Courts and the legislative branch followed in the next general grouping. A substantial number of respondents (79.2%) responded that they have some or a great deal of confidence in "courts in your area." The state Legislative Assembly followed closely with 78.7%. The U.S. Supreme Court and the North Dakota Supreme court ranked next, with 76.5% and 74%, respectively, responding that they have some or a great deal of confidence in these two institutions.
Overall, only about 7% of the survey respondents thought state district courts handle cases in an "excellent" manner. Nearly 11% thought domestic relations cases were handled poorly and 16% thought juvenile cases were handled poorly. However, almost 60% of the respondents thought the handling of cases by district courts is "good" or "fair."
Approximately 40% of respondents indicated some personal involvement with the courts, with most of that involvement coming in the form of jury service or observing court proceedings.
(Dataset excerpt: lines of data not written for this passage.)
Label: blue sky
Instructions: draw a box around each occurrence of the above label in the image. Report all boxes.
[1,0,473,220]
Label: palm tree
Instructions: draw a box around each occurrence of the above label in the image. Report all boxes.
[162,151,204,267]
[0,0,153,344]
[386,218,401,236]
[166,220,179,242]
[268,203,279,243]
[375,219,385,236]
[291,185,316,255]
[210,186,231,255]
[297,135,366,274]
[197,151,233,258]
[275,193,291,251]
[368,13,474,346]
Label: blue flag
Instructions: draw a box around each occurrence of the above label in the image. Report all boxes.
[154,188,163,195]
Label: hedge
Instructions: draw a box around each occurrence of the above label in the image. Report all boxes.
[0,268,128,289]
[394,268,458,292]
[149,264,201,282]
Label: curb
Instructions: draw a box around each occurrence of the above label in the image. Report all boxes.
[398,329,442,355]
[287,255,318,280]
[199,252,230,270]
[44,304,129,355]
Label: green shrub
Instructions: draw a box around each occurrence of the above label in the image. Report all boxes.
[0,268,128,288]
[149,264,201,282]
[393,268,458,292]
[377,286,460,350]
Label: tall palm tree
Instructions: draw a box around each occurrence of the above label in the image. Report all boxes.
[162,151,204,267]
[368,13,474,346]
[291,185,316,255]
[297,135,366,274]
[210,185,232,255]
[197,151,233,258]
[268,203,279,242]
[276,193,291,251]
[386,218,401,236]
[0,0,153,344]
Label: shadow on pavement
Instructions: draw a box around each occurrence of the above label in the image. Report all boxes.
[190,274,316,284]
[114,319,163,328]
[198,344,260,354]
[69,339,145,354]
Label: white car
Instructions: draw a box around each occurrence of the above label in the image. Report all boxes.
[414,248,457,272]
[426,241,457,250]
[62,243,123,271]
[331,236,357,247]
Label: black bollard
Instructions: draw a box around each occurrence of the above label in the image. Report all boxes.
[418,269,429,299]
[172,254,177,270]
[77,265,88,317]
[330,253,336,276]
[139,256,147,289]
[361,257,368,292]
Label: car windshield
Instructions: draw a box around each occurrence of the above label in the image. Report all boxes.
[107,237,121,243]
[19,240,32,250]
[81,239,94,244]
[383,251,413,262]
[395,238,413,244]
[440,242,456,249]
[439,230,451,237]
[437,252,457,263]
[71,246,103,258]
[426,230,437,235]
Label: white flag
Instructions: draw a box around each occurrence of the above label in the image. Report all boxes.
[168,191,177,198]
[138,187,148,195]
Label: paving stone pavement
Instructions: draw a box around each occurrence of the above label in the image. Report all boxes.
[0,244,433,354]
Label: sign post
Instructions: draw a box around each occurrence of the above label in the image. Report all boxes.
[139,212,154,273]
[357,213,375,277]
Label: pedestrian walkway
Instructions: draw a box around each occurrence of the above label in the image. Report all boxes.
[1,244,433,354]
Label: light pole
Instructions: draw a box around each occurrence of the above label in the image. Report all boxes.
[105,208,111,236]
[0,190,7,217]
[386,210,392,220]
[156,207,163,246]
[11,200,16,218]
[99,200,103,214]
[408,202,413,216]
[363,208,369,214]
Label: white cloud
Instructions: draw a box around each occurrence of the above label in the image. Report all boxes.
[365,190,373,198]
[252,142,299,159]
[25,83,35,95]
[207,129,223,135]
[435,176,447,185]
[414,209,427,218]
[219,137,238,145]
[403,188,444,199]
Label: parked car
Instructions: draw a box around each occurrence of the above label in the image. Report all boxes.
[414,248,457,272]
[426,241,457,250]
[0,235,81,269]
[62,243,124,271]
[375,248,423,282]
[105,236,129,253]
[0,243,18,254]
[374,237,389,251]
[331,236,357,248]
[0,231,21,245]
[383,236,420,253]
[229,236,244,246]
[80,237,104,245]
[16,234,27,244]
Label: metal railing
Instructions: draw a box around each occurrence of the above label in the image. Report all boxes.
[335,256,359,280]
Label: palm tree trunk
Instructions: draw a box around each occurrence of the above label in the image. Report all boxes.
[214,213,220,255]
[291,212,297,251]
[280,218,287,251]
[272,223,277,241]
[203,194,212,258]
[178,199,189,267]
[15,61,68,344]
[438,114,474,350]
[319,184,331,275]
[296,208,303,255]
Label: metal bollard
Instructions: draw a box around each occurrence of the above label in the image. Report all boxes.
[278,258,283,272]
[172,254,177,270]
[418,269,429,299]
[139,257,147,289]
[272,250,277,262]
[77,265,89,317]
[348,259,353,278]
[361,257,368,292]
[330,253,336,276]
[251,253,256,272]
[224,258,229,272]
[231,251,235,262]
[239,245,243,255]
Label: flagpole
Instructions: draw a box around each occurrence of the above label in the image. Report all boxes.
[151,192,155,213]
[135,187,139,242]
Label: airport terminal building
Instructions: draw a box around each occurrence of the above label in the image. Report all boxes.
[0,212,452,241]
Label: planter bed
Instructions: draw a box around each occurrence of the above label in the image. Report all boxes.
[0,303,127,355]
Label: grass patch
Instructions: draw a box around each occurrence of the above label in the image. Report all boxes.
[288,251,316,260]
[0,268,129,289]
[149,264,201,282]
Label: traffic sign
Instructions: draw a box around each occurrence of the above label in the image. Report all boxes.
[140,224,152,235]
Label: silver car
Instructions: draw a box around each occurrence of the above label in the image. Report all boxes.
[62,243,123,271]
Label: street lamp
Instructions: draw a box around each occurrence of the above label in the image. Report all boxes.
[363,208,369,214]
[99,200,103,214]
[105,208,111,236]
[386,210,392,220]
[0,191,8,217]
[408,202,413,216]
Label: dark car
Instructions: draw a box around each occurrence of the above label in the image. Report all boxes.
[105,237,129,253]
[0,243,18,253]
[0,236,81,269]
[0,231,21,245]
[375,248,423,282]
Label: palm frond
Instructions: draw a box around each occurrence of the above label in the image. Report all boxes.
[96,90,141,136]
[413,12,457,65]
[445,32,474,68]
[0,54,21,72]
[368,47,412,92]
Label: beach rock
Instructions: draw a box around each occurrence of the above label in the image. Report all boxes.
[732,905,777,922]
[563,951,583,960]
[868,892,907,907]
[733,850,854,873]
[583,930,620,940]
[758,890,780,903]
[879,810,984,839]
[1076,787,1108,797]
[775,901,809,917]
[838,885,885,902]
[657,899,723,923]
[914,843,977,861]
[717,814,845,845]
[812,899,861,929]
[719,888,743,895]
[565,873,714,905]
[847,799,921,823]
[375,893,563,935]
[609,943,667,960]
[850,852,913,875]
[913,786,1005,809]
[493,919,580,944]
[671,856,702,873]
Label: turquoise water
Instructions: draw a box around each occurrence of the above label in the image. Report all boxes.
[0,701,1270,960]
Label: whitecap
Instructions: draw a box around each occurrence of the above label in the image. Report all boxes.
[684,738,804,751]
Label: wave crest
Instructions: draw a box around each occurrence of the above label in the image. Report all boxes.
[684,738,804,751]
Approximately 41% of respondents indicated they know "some" or "a lot" about state district courts in their area.
Respondents indicated reliance on electronic news sources (50.5%) and print sources (51.2%) for information about the courts.
North Dakota citizens are nearly evenly divided between those who believe the media's portrayal of the courts is accurate (46.6%) and those who disagree (42.1%).
Nearly 58% of respondents disagreed with the statement "It is affordable for ordinary people to bring cases to court," with 25% strongly disagreeing.
Over 75% of North Dakota citizens strongly believe that having a lawyer contributes "a lot" to the cost of going to court.
Court fees (24%), expenditure of personal time (35%), complexity of the law (40%),and the slow pace of justice (44%) were also viewed as contributing "a lot" to the cost of going to court.
Half of the respondents thought it would be possible to represent themselves in court if they wanted to.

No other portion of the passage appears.